Melihat antrean panjang di gerai makanan atau minuman favorit sering memunculkan satu pertanyaan.
āKalau saya buka franchise ini, apakah bisa seramai itu?ā
Banyak orang tertarik membeli franchise karena bisnisnya terlihat lebih aman dibanding membangun merek dari nol. Nama sudah dikenal, sistem operasional sudah tersedia, bahkan pelatihan biasanya ikut disiapkan.
Masalahnya, membeli franchise hampir selalu membutuhkan modal yang tidak sedikit.
Karena itu, sebelum buru-buru membayar biaya kemitraan, ada satu hal yang wajib dipahami: dari mana modalnya akan berasal?
Jangan Langsung Mengandalkan Tabungan
Menggunakan tabungan pribadi memang menjadi pilihan paling sederhana.
Namun jika seluruh uang habis untuk membeli franchise, bagaimana dengan biaya operasional beberapa bulan pertama?
Bisnis baru membutuhkan waktu untuk menghasilkan keuntungan. Karena itu, penting menyisakan dana cadangan agar arus kas tetap sehat saat penjualan belum stabil.

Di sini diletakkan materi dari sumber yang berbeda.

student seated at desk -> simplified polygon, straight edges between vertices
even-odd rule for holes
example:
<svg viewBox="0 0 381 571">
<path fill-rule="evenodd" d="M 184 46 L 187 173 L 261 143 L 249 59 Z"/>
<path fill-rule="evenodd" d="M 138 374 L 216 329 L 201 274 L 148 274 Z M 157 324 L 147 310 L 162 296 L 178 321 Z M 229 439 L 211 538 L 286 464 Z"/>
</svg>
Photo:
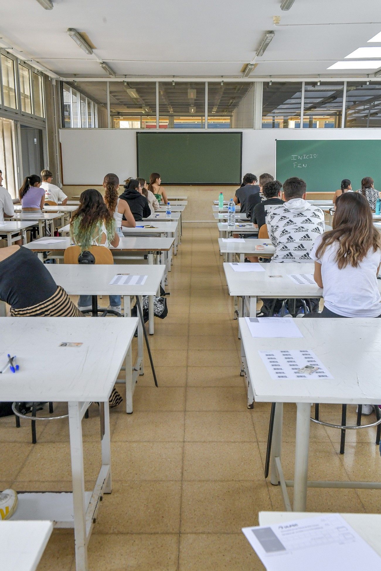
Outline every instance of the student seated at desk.
<svg viewBox="0 0 381 571">
<path fill-rule="evenodd" d="M 126 200 L 118 198 L 119 178 L 117 175 L 113 172 L 109 172 L 106 175 L 103 179 L 103 188 L 106 189 L 105 202 L 115 219 L 118 235 L 122 238 L 123 237 L 122 227 L 135 228 L 136 226 L 135 218 Z"/>
<path fill-rule="evenodd" d="M 243 177 L 242 186 L 235 191 L 233 200 L 236 204 L 240 204 L 240 211 L 242 213 L 246 212 L 249 196 L 259 192 L 259 187 L 256 182 L 257 178 L 255 175 L 247 172 Z"/>
<path fill-rule="evenodd" d="M 344 192 L 353 192 L 351 181 L 349 179 L 343 179 L 342 180 L 341 188 L 336 190 L 334 195 L 334 198 L 332 199 L 333 203 L 335 204 L 338 196 L 341 196 L 342 194 L 344 194 Z"/>
<path fill-rule="evenodd" d="M 151 173 L 148 190 L 153 193 L 158 202 L 160 203 L 162 200 L 165 204 L 168 203 L 167 194 L 164 188 L 162 188 L 162 179 L 158 172 Z"/>
<path fill-rule="evenodd" d="M 48 171 L 47 168 L 44 168 L 41 171 L 41 178 L 42 179 L 41 188 L 43 188 L 45 192 L 45 200 L 51 200 L 56 204 L 58 204 L 58 201 L 60 200 L 62 206 L 65 206 L 67 202 L 67 196 L 59 186 L 51 184 L 53 179 L 53 172 Z"/>
<path fill-rule="evenodd" d="M 268 182 L 272 182 L 272 180 L 274 180 L 274 176 L 269 175 L 268 172 L 264 172 L 260 175 L 259 192 L 250 195 L 247 199 L 247 204 L 246 205 L 246 216 L 247 218 L 250 218 L 251 220 L 252 220 L 252 212 L 254 208 L 257 204 L 260 204 L 262 200 L 264 200 L 263 187 Z"/>
<path fill-rule="evenodd" d="M 158 202 L 157 199 L 154 193 L 148 190 L 148 185 L 147 184 L 147 181 L 145 179 L 138 178 L 139 183 L 142 187 L 142 194 L 143 196 L 145 196 L 148 200 L 148 203 L 150 205 L 150 208 L 151 209 L 151 214 L 153 216 L 155 214 L 155 211 L 158 210 L 160 208 L 160 205 Z"/>
<path fill-rule="evenodd" d="M 142 194 L 142 186 L 137 179 L 130 179 L 125 186 L 125 192 L 119 198 L 126 200 L 135 220 L 140 221 L 151 216 L 148 200 Z M 125 219 L 123 216 L 123 219 Z"/>
<path fill-rule="evenodd" d="M 119 245 L 115 219 L 98 190 L 88 188 L 81 195 L 79 206 L 70 220 L 70 238 L 82 252 L 91 246 L 116 248 Z M 109 299 L 110 309 L 121 313 L 120 295 L 110 295 Z M 91 309 L 90 295 L 79 296 L 78 309 Z"/>
<path fill-rule="evenodd" d="M 14 206 L 11 195 L 3 186 L 3 173 L 0 171 L 0 222 L 4 220 L 4 216 L 11 218 L 14 214 Z"/>
<path fill-rule="evenodd" d="M 376 210 L 377 199 L 381 199 L 381 192 L 379 192 L 375 188 L 374 180 L 371 176 L 364 177 L 361 181 L 361 188 L 359 188 L 357 192 L 365 196 L 369 203 L 369 206 L 374 212 Z"/>
<path fill-rule="evenodd" d="M 45 191 L 40 188 L 41 186 L 41 179 L 38 175 L 31 175 L 24 179 L 18 191 L 23 212 L 41 214 L 45 202 Z"/>
<path fill-rule="evenodd" d="M 81 316 L 36 255 L 15 244 L 0 248 L 0 299 L 13 317 Z"/>
<path fill-rule="evenodd" d="M 281 188 L 282 183 L 279 180 L 272 180 L 263 186 L 262 192 L 265 200 L 254 206 L 251 216 L 251 222 L 258 228 L 266 224 L 268 211 L 266 207 L 284 204 L 284 201 L 280 198 Z"/>
</svg>

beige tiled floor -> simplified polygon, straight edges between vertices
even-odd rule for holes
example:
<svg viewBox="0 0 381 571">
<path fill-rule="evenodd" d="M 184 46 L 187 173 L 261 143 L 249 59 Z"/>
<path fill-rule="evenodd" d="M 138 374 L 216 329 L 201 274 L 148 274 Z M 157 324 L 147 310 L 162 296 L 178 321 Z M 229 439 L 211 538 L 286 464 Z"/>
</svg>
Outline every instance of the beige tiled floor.
<svg viewBox="0 0 381 571">
<path fill-rule="evenodd" d="M 283 509 L 280 493 L 263 477 L 268 404 L 246 408 L 232 319 L 214 230 L 184 230 L 169 276 L 169 315 L 151 337 L 159 381 L 146 361 L 134 396 L 111 415 L 113 490 L 104 496 L 89 546 L 92 571 L 229 571 L 263 569 L 241 533 L 260 510 Z M 122 386 L 122 385 L 121 385 Z M 121 389 L 121 392 L 123 391 Z M 351 407 L 348 407 L 350 408 Z M 322 407 L 329 420 L 339 407 Z M 348 420 L 354 413 L 348 412 Z M 284 406 L 283 463 L 292 477 L 295 409 Z M 66 420 L 14 428 L 0 420 L 3 488 L 70 490 Z M 83 423 L 90 486 L 99 463 L 99 418 L 94 405 Z M 312 424 L 310 475 L 323 479 L 379 479 L 375 432 L 347 435 Z M 290 492 L 292 497 L 292 490 Z M 310 489 L 311 510 L 381 511 L 379 491 Z M 55 530 L 39 571 L 74 571 L 71 530 Z"/>
</svg>

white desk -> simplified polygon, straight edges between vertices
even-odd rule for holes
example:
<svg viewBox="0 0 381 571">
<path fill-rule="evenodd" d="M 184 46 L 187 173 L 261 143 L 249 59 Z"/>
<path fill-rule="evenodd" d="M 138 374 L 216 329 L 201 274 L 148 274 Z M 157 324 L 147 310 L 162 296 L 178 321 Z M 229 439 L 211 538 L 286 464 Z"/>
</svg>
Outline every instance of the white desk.
<svg viewBox="0 0 381 571">
<path fill-rule="evenodd" d="M 139 297 L 143 307 L 142 296 L 148 295 L 150 333 L 154 333 L 154 297 L 160 294 L 160 283 L 164 275 L 163 266 L 118 264 L 118 266 L 87 266 L 80 264 L 46 264 L 58 286 L 61 286 L 69 295 L 121 295 L 124 298 L 125 317 L 131 317 L 131 298 Z M 131 274 L 148 277 L 143 286 L 110 286 L 110 282 L 117 274 Z M 133 372 L 135 381 L 140 369 L 144 373 L 143 363 L 143 328 L 140 319 L 138 325 L 138 360 Z M 136 373 L 136 374 L 135 374 Z M 133 412 L 132 396 L 127 399 L 127 412 Z"/>
<path fill-rule="evenodd" d="M 0 318 L 0 363 L 6 362 L 10 351 L 20 365 L 17 380 L 11 373 L 2 375 L 2 400 L 58 401 L 69 407 L 73 493 L 19 493 L 11 520 L 50 520 L 57 527 L 74 526 L 77 571 L 88 569 L 87 547 L 99 498 L 111 492 L 109 398 L 125 361 L 126 387 L 131 384 L 131 341 L 138 321 Z M 83 344 L 59 347 L 63 341 Z M 100 403 L 102 413 L 102 466 L 94 490 L 85 492 L 81 422 L 91 401 Z"/>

Pinjaman Bank Bisa Jadi Pilihan
Banyak calon pebisnis memilih pinjaman bank untuk mendapatkan modal.
Keunggulannya, bunga umumnya lebih rendah dibanding beberapa jenis pembiayaan lainnya.
Namun bank biasanya meminta syarat yang cukup ketat, seperti riwayat kredit yang baik, jaminan, hingga rencana bisnis yang jelas.
Artinya, bukan sekadar punya uang muka, tetapi juga harus mampu meyakinkan bank bahwa bisnis tersebut layak dibiayai.
Cari Investor, Tapi Siap Berbagi Kepemilikan
Pilihan lain adalah menggandeng investor.
Cara ini dapat membantu mengurangi beban modal pribadi, tetapi biasanya ada konsekuensinya.
Investor umumnya menginginkan bagian kepemilikan bisnis atau hak tertentu dalam pengambilan keputusan. Jadi, sebelum menerima dana, pastikan semua kesepakatan dibuat secara jelas sejak awal.
Manfaatkan Pembiayaan dari Pemilik Franchise
Yang menarik, tidak semua orang tahu bahwa beberapa perusahaan franchise juga menawarkan program cicilan atau pembiayaan langsung kepada calon mitranya.
Skema ini memungkinkan pembayaran dilakukan secara bertahap tanpa harus mencari pinjaman ke lembaga lain.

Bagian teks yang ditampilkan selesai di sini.